Vote – Yea: 32 Nay: 0
- Action Item 4: Election of At-Large Member to the Executive Committee
(See Note 1 at the bottom for the full text of this bylaw article)
“Over the last ten plus years, there have been well over 400 documented meetings of the Board of Trustees, or of committees and subcommittees of the Board.
“On the other hand, there has not been a documented meeting of the Executive Committee in nearly 12 years.*
“Which leads to the question—why?
“One might reasonably suppose that no substantive meetings of the Executive Committee have been held in over a decade. Which, if true, would indicate that the existence of such a committee is abjectly superfluous.
“On the other hand, one could suppose that substantive meetings had been held—with no announcements, no published agendas, and no minutes or documentation of any type provided either to the stakeholders or to the members of the Board—which would be far worse than superfluous.

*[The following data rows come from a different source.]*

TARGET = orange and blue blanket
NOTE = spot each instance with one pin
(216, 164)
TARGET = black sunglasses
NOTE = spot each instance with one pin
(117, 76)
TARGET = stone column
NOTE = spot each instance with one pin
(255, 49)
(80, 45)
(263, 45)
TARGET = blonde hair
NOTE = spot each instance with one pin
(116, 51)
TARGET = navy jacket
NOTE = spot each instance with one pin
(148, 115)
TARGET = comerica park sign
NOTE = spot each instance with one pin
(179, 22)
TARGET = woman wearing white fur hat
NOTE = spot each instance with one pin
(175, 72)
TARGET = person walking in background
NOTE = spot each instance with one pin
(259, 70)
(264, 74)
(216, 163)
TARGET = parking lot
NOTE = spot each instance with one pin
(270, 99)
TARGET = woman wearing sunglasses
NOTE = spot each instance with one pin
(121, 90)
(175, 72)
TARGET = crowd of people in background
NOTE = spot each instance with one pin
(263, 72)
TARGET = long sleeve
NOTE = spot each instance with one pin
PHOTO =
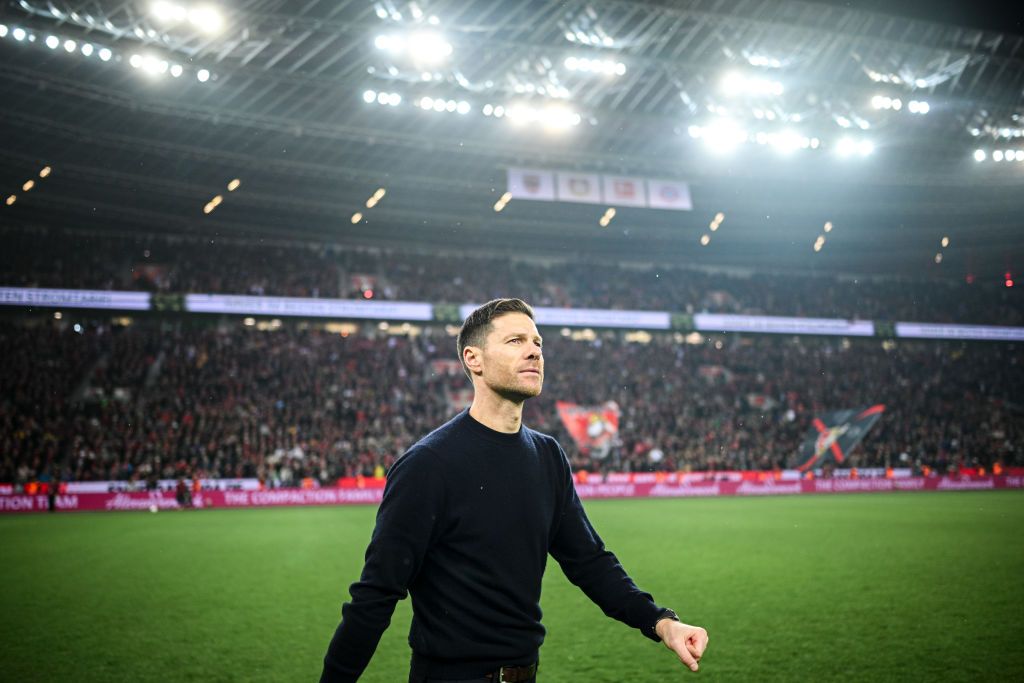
(407, 523)
(587, 563)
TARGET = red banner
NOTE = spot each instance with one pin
(659, 487)
(592, 427)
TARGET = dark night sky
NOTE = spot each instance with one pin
(1004, 16)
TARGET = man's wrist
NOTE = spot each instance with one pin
(664, 615)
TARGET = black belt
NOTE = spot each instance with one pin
(512, 674)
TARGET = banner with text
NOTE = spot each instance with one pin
(617, 190)
(162, 501)
(53, 298)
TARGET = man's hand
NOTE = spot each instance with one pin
(688, 642)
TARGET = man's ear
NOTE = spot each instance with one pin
(473, 357)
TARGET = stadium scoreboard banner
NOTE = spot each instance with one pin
(165, 500)
(31, 297)
(614, 190)
(300, 306)
(57, 298)
(962, 332)
(593, 317)
(782, 326)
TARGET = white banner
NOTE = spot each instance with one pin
(973, 332)
(53, 298)
(625, 190)
(350, 308)
(669, 195)
(592, 317)
(528, 183)
(583, 187)
(782, 326)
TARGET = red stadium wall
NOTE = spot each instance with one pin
(11, 503)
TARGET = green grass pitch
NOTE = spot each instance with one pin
(868, 587)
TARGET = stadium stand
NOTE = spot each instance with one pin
(182, 264)
(225, 399)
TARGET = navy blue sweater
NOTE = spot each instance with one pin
(468, 518)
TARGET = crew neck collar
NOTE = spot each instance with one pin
(486, 432)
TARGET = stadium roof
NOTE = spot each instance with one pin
(316, 104)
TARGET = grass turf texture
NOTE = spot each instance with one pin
(879, 586)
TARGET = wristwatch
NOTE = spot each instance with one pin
(665, 613)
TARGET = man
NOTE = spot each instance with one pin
(468, 518)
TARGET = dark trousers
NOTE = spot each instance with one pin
(418, 674)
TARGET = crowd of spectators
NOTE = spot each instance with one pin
(183, 264)
(99, 401)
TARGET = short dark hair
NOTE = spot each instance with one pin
(477, 325)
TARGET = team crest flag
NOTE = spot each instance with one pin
(592, 427)
(834, 435)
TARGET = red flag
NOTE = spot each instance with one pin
(592, 427)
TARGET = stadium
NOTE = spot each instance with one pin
(774, 250)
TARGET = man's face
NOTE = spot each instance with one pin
(511, 361)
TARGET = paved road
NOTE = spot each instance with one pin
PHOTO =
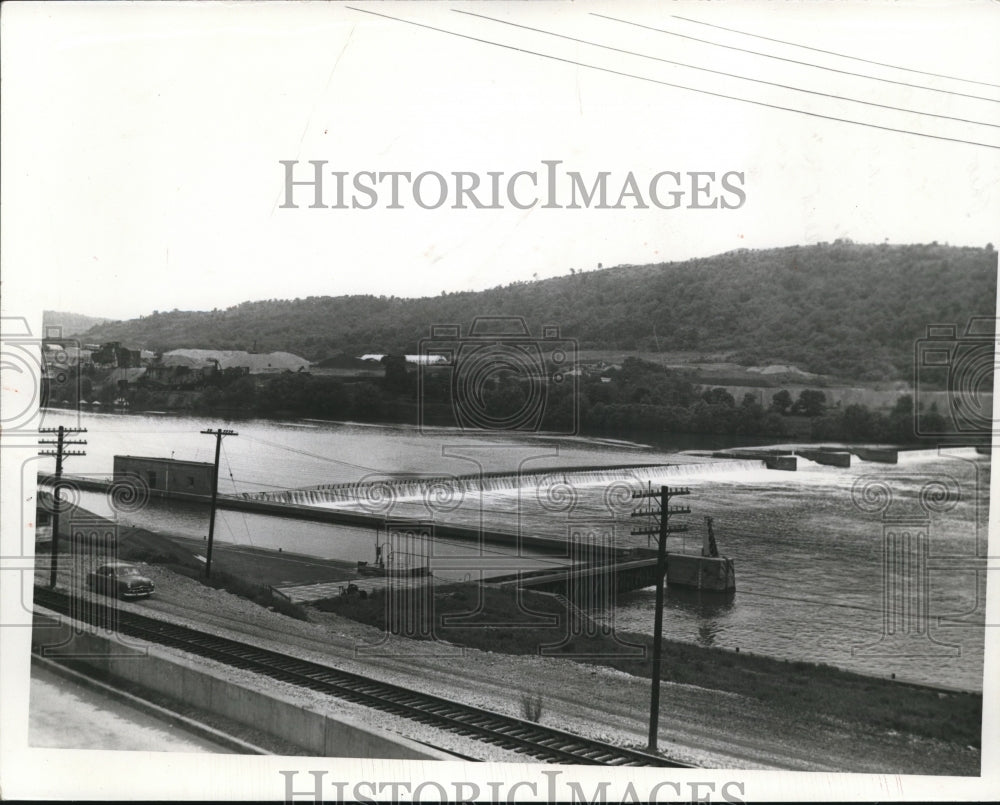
(66, 715)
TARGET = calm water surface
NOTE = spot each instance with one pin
(808, 546)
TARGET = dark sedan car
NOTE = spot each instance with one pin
(121, 580)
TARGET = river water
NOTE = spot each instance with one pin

“In either event, actions to further buttress or confirm such a committee, under such circumstances, would be incongruent with responsible or ‘best practice’ governance.”
For those reasons, I voted NO.
Vote – Yea: 31 Nay: 1 (Fenchak)
- Agenda Item 5: Proposed Approval of Granting of Trustee Emeritus Status.

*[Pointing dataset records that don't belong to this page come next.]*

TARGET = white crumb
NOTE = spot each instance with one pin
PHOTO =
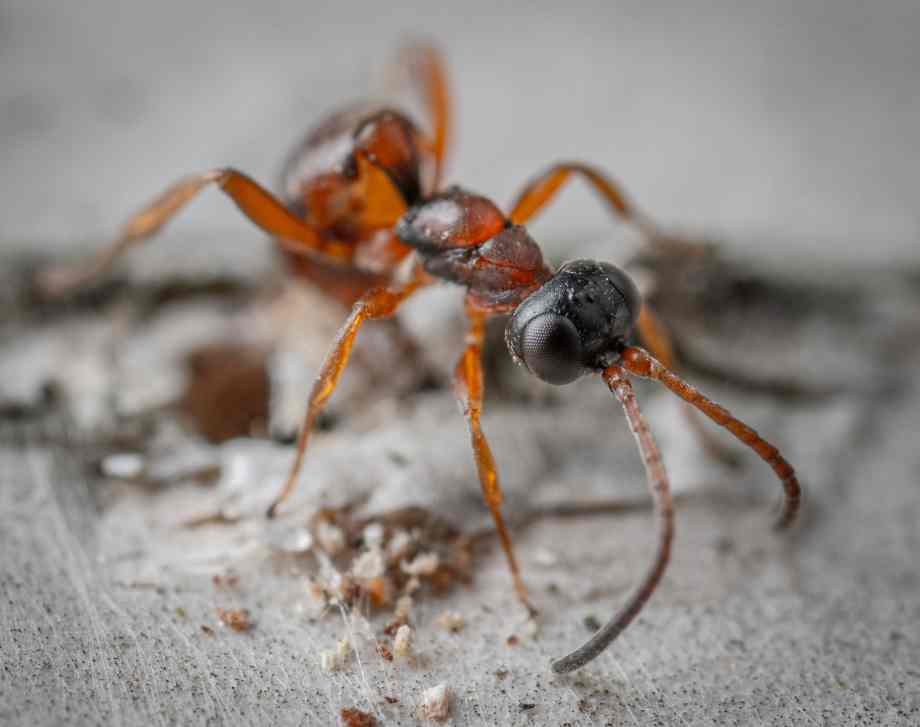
(373, 535)
(368, 565)
(435, 704)
(451, 621)
(424, 564)
(402, 643)
(330, 537)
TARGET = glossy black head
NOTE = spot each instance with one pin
(574, 322)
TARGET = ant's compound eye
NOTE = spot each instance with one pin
(551, 348)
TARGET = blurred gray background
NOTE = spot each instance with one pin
(778, 121)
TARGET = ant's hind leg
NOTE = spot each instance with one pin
(259, 205)
(469, 391)
(541, 190)
(656, 339)
(423, 67)
(377, 303)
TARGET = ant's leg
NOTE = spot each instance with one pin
(541, 189)
(425, 68)
(616, 379)
(377, 303)
(469, 390)
(256, 203)
(641, 363)
(656, 338)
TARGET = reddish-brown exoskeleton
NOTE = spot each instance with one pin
(364, 217)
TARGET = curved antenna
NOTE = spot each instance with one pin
(642, 363)
(615, 377)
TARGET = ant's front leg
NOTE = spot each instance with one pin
(656, 339)
(377, 303)
(259, 205)
(468, 386)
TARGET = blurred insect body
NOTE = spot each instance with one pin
(364, 217)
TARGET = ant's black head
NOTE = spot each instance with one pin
(574, 321)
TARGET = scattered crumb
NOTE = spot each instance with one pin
(402, 644)
(435, 703)
(383, 649)
(400, 542)
(331, 660)
(235, 618)
(451, 621)
(424, 564)
(343, 651)
(368, 565)
(400, 615)
(356, 718)
(373, 535)
(331, 537)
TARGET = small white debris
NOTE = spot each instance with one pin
(424, 564)
(331, 660)
(372, 535)
(451, 621)
(399, 544)
(328, 660)
(124, 466)
(330, 537)
(289, 540)
(435, 704)
(531, 629)
(343, 651)
(402, 643)
(368, 565)
(403, 608)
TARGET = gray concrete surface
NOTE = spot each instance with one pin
(787, 132)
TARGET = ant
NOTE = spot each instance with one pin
(364, 217)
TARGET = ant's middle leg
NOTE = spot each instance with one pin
(260, 206)
(377, 303)
(469, 391)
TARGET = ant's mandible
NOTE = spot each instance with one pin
(364, 217)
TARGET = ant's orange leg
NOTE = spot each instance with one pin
(469, 391)
(641, 363)
(540, 190)
(656, 338)
(259, 205)
(616, 379)
(377, 303)
(424, 66)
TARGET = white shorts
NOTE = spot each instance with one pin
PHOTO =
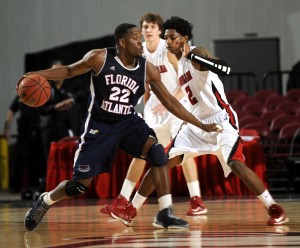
(166, 125)
(193, 142)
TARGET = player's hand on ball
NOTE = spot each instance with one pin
(212, 127)
(20, 80)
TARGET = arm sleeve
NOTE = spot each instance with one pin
(217, 66)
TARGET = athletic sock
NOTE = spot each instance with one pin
(266, 199)
(127, 188)
(138, 200)
(47, 199)
(165, 201)
(194, 188)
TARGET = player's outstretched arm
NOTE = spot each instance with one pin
(172, 104)
(92, 61)
(201, 56)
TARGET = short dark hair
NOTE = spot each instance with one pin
(122, 30)
(182, 26)
(152, 18)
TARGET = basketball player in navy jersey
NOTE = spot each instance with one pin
(118, 78)
(165, 124)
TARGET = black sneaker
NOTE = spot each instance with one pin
(34, 215)
(166, 219)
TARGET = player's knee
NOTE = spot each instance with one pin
(156, 155)
(237, 167)
(74, 188)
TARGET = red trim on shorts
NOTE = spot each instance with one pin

After having served six or more years on the Board, trustees are eligible to be approved as emeriti trustees. Emeriti trustees have no voting rights but are often included in meetings and other discussions among the Board.
Emeriti trustees have also been placed on various committees and governing boards within the University (such as the Investment Council, see Action Item 2). I voted against all proposed emeriti trustee recommendations, as I believe the process, especially as currently utilized, is incongruent best practices of university governance.
I agree with Trustee Lubrano’s public comment for the same reasons.
For this reason, I voted NO.
Vote – Yea: 30 Nay: 2 (Fenchak, Lubrano)
*The last documented meeting of the Executive Committee was December 2, 2011, when they authorized the firing of Joe Paterno. Since then, there have been no agendas published, nor any minutes or records of any Executive Committee meetings.
Note 1: Penn State Bylaws
Section 3.02 Executive Committee.
The executive committee shall have thirteen (13) members, all of whom shall be voting members. The executive committee shall be composed of the Chair of the Board of Trustees (who shall also be the chair of the executive committee), the Vice Chair of the Board of Trustees, the Chairs of the standing committees, the Chair of the Board of Directors of Penn State Health (or, if such chair is not a voting member of the Board of Trustees, a member of the Board of Directors of Penn State Health who is also a voting member of the Board of Trustees), the immediate past Chair of the Board of Trustees and such number of at-large members, nominated by the committee on governance and long-range planning and elected by the Board of Trustees, as may be necessary to have an executive committee of thirteen (13) members. In addition, the President of the University shall be an ex officio non voting member of the executive committee.
(a) Purpose of the Executive Committee: The purpose of the executive committee shall be to transact all necessary business as may arise in the intervals between regular meetings of the Board of Trustees; it being understood that action by the executive committee would not be expected to be taken except in extraordinary circumstances. Notice of any action by the executive committee shall be provided to the Board of Trustees at its next regular meeting.
(b) Meetings of the Executive Committee: Meetings of the executive committee may be called by the Chair of the Board of Trustees or by any three (3) members of the executive committee. No action may be taken by the executive committee without the affirmative vote of at least seven (7) members of the executive committee.
(c) Place of Meetings of the Executive Committee: All meetings of the executive committee shall be held at the executive offices of the University unless otherwise ordered by the Chair of the executive committee.
(d) Notice of Meetings of the Executive Committee: Notice of the time and place of all meetings of the executive committee shall be given in the same manner as for meetings of the Board of Trustee.